Built on Rust with PyO3 bindings. No database setup, no network dependencies, no configuration files.

Install

pip install memvid-sdk

Optional extras for framework integrations:

pip install "memvid-sdk[langchain]"     # LangChain tools
pip install "memvid-sdk[llamaindex]"    # LlamaIndex query engine
pip install "memvid-sdk[openai]"        # OpenAI function schemas
pip install "memvid-sdk[crewai]"        # CrewAI tools
pip install "memvid-sdk[full]"          # All integrations

Quick start

from memvid_sdk import use, create

# Create a new memory file
mv = use("basic", "notes.mv2", mode="auto")

# Store a document
mv.put(
    title="Project kickoff",
    label="meeting",
    metadata={"date": "2024-01-15"},
    text="Discussed timeline, assigned tasks to team members.",
)

# Search by keyword
results = mv.find("timeline")
print(results["hits"])

# Ask a question (retrieves relevant context)
answer = mv.ask("What was discussed in the kickoff?")
print(answer["context"])

# Commit changes
mv.seal()

Embeddings & semantic search

Semantic search (mode="sem") and hybrid search (mode="auto") require a vector index:

from memvid_sdk import create

mv = create("notes.mv2", enable_vec=True)

Generate embeddings during ingestion (local or OpenAI)

mv.put(
    title="Doc",
    label="note",
    metadata={},
    text="alpha fastembed test",
    enable_embedding=True,
    embedding_model="bge-small",  # local (fastembed)
)

Batch mode:

mv.put_many(
    [{"title": "Doc", "label": "note", "text": "alpha"}],
    opts={"enable_embedding": True, "embedding_model": "bge-small"},
)

Supported embedding_model values: bge-small, bge-base, nomic, gte-large, openai-small, openai-large, openai-ada.

Bring your own embeddings (precomputed)

Store embedding identity metadata so semantic queries can auto-detect the right model later:

mv.put_many(
    [{"title": "Doc", "label": "note", "text": "alpha"}],
    embeddings=[[0.1, 0.2, 0.3, 0.4]],
    embedding_identity={"provider": "custom", "model": "my-embedder-v1"},
)

Use an embedder (SDK-managed query embeddings)

from memvid_sdk.embeddings import HashEmbeddings

embedder = HashEmbeddings(dimension=32)  # deterministic offline embedder for tests
mv.put_many(
    [{"title": "Doc", "label": "note", "text": "alpha"}],
    embedder=embedder,
)

mv.find("alpha", mode="sem", embedder=embedder)
mv.ask("alpha", mode="sem", context_only=True, embedder=embedder)

Built-in embedders: OpenAIEmbeddings (OPENAI_API_KEY), CohereEmbeddings (COHERE_API_KEY), VoyageEmbeddings (VOYAGE_API_KEY), NvidiaEmbeddings (NVIDIA_API_KEY), HuggingFaceEmbeddings (local), HashEmbeddings (offline deterministic).

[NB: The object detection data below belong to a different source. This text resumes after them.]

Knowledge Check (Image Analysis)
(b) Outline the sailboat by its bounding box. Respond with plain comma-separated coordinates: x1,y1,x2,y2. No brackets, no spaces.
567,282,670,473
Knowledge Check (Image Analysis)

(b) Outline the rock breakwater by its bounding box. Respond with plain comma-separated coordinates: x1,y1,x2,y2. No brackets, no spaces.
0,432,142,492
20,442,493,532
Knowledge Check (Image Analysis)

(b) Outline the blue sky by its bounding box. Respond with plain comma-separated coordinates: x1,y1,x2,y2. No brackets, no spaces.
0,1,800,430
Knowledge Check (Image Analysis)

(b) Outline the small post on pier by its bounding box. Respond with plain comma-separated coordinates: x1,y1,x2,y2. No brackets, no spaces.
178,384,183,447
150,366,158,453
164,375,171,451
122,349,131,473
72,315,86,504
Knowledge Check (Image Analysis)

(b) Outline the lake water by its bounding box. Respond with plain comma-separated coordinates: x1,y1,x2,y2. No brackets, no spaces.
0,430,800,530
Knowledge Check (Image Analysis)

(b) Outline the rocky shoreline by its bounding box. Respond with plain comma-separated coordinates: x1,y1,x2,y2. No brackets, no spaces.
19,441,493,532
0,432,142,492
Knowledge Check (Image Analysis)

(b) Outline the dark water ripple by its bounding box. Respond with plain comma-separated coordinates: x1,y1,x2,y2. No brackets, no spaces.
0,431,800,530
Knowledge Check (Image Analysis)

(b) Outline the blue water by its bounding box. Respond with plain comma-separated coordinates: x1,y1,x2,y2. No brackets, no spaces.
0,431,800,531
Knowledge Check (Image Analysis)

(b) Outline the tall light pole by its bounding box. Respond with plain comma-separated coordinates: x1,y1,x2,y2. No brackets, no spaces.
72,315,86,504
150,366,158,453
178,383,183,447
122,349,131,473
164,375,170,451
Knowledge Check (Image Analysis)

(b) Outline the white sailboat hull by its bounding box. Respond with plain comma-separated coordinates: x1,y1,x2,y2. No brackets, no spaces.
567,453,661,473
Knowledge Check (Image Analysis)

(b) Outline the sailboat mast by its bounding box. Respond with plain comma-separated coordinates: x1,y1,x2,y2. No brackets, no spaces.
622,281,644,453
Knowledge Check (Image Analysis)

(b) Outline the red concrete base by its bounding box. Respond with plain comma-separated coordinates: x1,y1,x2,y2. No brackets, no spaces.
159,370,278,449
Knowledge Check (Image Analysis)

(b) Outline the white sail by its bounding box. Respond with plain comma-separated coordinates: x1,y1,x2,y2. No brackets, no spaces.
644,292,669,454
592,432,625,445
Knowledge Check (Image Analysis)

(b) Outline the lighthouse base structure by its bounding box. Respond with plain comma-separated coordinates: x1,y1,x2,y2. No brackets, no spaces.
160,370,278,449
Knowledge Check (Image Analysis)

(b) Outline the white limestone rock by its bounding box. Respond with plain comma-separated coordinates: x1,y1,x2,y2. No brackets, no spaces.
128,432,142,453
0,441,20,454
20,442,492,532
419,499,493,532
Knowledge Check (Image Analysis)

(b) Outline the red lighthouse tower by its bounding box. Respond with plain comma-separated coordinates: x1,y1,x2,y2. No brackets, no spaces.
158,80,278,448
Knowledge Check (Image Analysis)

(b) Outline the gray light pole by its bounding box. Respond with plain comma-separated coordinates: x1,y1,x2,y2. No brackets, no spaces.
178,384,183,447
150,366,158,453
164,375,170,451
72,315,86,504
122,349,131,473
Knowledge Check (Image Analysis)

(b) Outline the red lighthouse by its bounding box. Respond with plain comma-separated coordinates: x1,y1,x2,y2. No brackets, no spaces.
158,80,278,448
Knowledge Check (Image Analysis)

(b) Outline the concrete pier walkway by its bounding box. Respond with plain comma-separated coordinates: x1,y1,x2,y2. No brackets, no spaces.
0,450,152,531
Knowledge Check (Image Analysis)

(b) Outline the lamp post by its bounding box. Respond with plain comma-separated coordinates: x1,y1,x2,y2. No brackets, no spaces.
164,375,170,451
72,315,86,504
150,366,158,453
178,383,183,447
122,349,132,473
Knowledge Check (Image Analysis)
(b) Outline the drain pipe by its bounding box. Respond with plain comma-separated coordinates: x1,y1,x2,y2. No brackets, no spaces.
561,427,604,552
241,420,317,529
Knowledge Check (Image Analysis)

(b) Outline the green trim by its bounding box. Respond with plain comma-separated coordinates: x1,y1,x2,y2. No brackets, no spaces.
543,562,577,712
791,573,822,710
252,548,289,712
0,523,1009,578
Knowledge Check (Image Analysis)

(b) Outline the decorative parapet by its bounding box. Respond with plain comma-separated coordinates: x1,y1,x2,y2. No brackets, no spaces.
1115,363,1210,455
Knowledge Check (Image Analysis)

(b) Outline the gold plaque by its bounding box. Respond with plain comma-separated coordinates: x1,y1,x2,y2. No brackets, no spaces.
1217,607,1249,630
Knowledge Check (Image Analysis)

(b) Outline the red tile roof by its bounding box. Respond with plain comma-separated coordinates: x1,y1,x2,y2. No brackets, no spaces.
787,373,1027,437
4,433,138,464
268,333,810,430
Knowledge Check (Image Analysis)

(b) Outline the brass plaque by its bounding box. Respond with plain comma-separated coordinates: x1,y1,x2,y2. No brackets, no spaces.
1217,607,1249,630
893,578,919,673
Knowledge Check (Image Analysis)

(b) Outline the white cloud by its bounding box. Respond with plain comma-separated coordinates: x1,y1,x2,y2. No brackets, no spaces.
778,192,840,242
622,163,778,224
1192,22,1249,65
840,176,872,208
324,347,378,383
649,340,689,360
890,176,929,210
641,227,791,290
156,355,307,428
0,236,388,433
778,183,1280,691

from memvid_sdk.embeddings import NvidiaEmbeddings

embedder = NvidiaEmbeddings(model="nvidia/nv-embed-v1")  # uses NVIDIA_API_KEY
mv.put_many([{"title": "Doc", "label": "note", "text": "alpha"}], embedder=embedder)
mv.find("alpha", mode="sem", embedder=embedder)

Auto query embeddings (no query_embedding required)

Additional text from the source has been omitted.